En clase de educación física, los alumnos del colegio se ordenaban en dos filas, una bastante más nutrida que otra, listos para emprender una carrera. Vestían camisas blancas y pantalones grises. Yo había llegado tarde a clase, y me coloqué al final de la fila más pequeña de las dos, que contaba con apenas tres alumnos. El profesor se mostraba visiblemente enojado a causa de mi demora.
Iniciamos la carrera y los alumnos de la fila más nutrida, al quedar más cerca del centro de la pista de atletismo, tenían bastante ventaja. En suma, nuestra fila se vio obligada a bordear los exteriores del patio, pues había partes de la pista que quedaban valladas.
Ascendíamos por una especie de pinar bastante escarpado y me encontraba cansado. No conseguí ninguna buena marca en aquella carrera, de hecho, llegué el último, cosa que debió enojar aún más al profesor.
El profesor debía de expulsarme del colegio, o simplemente quería que pusiéramos orden en nuestras taquillas. Anduve por los pasillos en busca de la mía, que no recordaba bien cual era, pues todas estaban pintadas por los alumnos de forma diferente y desordenada y, a su vez, eran muy similares.

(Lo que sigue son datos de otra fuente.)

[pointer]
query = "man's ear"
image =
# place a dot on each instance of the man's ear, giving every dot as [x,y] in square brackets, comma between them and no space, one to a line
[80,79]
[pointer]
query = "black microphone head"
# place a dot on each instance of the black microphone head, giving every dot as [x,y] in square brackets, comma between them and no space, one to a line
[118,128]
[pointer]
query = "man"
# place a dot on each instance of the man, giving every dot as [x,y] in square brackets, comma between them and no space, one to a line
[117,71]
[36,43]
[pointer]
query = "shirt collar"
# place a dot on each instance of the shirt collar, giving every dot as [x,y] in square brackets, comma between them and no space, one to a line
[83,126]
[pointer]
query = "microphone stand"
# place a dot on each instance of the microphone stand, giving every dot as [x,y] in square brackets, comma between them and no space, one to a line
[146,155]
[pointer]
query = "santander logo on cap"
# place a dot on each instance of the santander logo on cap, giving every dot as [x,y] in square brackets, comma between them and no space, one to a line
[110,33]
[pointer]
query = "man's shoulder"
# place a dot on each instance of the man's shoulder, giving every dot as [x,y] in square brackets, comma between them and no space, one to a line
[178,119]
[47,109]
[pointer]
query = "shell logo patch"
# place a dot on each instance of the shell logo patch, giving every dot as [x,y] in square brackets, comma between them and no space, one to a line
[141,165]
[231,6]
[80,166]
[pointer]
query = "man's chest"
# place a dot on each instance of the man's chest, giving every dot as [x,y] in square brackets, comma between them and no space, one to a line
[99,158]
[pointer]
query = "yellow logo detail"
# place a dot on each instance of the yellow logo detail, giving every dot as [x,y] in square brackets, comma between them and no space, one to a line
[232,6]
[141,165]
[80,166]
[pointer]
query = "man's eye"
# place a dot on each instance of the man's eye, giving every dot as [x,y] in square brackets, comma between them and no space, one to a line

Abrí mi taquilla, que estaba repleta de enseres, y en una bolsa de plástico rota descubrí mis acrílicos, algunos de los cuales goteaban. También descubrí trozos de pan que en un principio me parecieron apetecibles, pero resultaron estar duros. Debían de llevar bastante tiempo ahí.
Una profesora, quizá la jefa de estudios, me llamaba a su despacho y de camino por el patio íbamos conversando en inglés sobre Paul McCartney. Confesaba que no le conocía en persona, no obstante, algo le refería sobre sus affaires y, ya en el despacho, aseguraba que, al morir, dejaría a sus herederos una increíble suma de dinero.
Aquel prólogo parecía amable, pero estaba claro que, una vez finalizado, íbamos a tratar asuntos menos agradables acerca de mi mala conducta.